The data of EU citizens is, therefore, not safe in the USA. However, website operators are responsible under the GDPR to ensure they do not get there without further protection measures.
The problem with Google Analytics
The consequence of this: the Austrian data protection authority declared using the US tool Google Analytics illegal at the end of 2021 – a landmark decision. Afterwards, numerous EU authorities followed suit, including those of Italy, France, Sweden and Denmark.
Google tried to counteract the Austrian decision by implementing new data protection functions in Google Analytics. But even these are insufficient to establish legality, as the Danish data protection authority decided in 2022.
And the solution of operating servers in the EU or letting subsidiary companies handle the data processing was also out of luck. According to data protection authorities, US government agencies and intelligence services also have access to servers and US subsidiaries, regardless of where they are officially located. This is made possible by the US “CLOUD Act”.
Users of the analytics solution had to stop using it if they wanted to be on the right side of the law. Or take additional measures to protect the data of EU citizens.
The data protection authorities did examine Google Analytics specifically. However, their decisions had implications for all tools and services from US providers that work with personal data.
Using Analytics securely in compliance with data protection laws
It is difficult to legally send personal data to third countries without a valid data protection agreement. According to the GDPR, the affected user must explicitly consent to individual transfers and be informed about possible risks. This consent may also only serve as a legal basis in exceptional cases and “not become the rule”, as the European Data Protection Board has emphasised.
In practice, obtaining consent is difficult to implement. And whether practical solutions will hold up in court is still completely unclear.
The only alternative is to conclude standard contractual clauses, which, according to the CJEU, can enable data transfer – with additional measures. One such measure is the pseudonymisation of personal data before it is sent to the USA via a proxy server.
So, what courses of action do website operators realistically have?
From Google Analytics to the alternatives: Three options
1. Wait and see
One possible strategy is to do nothing for the time being and wait and see whether the CJEU accepts the Data Privacy Framework with the USA – or overturns it again.

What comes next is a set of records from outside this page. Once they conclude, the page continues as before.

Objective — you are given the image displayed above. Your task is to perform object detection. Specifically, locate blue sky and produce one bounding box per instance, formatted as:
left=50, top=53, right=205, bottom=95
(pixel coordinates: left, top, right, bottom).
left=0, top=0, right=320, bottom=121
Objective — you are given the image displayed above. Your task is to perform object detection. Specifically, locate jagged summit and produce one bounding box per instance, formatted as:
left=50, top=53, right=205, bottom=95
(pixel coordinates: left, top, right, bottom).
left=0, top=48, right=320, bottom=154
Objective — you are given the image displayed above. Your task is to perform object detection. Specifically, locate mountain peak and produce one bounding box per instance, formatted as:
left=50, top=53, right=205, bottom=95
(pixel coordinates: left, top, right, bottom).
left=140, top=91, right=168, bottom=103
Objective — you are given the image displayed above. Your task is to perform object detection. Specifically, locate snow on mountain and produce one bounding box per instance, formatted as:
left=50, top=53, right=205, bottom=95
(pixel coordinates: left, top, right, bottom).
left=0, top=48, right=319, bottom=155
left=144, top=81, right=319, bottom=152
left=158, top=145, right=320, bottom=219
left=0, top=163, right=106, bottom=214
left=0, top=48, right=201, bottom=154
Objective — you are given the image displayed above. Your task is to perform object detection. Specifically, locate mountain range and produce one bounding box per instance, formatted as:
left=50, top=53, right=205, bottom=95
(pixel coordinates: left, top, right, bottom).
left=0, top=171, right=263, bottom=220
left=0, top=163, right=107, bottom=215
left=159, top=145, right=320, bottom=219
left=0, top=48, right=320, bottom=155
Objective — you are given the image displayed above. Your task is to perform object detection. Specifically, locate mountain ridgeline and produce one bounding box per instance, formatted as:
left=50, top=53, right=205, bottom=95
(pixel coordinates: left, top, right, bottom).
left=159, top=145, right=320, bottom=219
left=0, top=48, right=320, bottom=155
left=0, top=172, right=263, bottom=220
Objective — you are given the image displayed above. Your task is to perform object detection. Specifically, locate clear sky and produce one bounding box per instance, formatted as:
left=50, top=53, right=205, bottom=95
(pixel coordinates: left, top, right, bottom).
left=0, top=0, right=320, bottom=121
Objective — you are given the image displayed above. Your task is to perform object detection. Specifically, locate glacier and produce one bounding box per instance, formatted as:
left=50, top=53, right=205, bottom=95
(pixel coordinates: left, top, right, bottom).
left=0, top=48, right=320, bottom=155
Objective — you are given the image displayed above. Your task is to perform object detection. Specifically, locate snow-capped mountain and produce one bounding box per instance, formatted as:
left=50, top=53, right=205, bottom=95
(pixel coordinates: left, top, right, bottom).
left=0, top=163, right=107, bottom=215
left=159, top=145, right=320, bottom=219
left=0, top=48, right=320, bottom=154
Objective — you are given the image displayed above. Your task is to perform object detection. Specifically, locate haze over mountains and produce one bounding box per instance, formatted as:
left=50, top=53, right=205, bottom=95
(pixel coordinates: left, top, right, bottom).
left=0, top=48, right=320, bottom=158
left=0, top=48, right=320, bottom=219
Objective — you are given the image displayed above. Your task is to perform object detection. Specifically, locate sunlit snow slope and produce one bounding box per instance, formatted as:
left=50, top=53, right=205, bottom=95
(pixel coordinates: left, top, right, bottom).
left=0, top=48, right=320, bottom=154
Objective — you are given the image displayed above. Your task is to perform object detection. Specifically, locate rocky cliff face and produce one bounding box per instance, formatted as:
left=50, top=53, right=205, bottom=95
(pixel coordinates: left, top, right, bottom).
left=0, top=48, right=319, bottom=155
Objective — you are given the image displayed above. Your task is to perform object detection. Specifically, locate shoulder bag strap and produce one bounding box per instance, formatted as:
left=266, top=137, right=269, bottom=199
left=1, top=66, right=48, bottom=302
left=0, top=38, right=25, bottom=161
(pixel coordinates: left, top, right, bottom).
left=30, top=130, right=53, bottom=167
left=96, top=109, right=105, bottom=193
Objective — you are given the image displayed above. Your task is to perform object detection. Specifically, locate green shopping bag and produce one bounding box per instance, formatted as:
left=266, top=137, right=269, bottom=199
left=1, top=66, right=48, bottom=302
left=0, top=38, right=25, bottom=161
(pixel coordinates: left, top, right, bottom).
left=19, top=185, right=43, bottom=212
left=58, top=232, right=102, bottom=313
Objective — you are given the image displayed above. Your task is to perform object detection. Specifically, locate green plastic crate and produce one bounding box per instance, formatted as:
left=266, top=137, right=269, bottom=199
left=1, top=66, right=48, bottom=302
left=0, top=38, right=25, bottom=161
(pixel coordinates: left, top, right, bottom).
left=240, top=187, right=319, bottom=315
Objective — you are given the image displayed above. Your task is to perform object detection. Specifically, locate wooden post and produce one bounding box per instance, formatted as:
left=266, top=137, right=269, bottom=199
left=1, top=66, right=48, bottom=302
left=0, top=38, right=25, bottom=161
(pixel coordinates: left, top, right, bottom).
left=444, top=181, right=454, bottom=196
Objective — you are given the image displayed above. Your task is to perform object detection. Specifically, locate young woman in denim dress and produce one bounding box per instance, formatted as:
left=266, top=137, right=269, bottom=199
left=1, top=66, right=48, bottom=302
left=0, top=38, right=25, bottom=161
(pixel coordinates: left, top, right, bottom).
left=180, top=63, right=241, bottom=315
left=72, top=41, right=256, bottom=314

Advantages: You don’t have to change anything in your MarTech stack and save yourself the trouble of switching to other tools and tracking solutions.
Disadvantages: It is questionable whether it meets the requirements of the CJEU and stands up to scrutiny. The new agreement will be challenged in court as soon as it enters into force. This variant is, therefore, associated with the strategic risk of being caught on the wrong foot should the DPF fall.
2. Switch to a European Google Analytics alternative
You could switch to a European Google Analytics alternative. If it is a company based in the European Economic Area, as well as not a subsidiary of a third-country company, you avoid the issues around international data transfers.
Advantages: This approach makes it easier for you to track privacy-compliantly if the tool providers are based in the EU.
Disadvantages: Your infrastructure is set to your existing tracking and analytics setup. The changeover involves more effort.
The choice of European solutions is also still limited. Many do not yet match the performance of established (US) tools.
3. Switch to a proxy solution (Server-side tracking)
From the decisions made so far by the data protection authorities of the EU member states, one recommendation crystallised as to how US tools can be used in compliance with the GDPR. Namely via proxy.
The solution is very simple: Instead of transferring data directly to the US (or to US servers in the EU), website operators simply connect a server in between. There, the data is pseudonymised to remove the personal reference. Only then is the data forwarded to the US tools such as Google Analytics. It is crucial that EU companies operate both servers and tracking software in the EU.
This way, website operators can continue to use their tools as usual. This technique is also called server-side tracking.
Advantages: You can simply continue to use your usual tools, such as Google Analytics and still remain DSGVO-compliant. You then usually receive first-party data, often of better quality and depth than third-party data.
Disadvantages: The basic principle of server-side tracking is quite simple, but the implementation involves technical effort and costs if you want to set it up yourself.
However, server-side tracking as a managed solution, including hosting, is a future-proof variant that makes you independent of the developments around the Data Privacy Framework and possible challenges or offers the flexibility to react quickly to regulatory developments.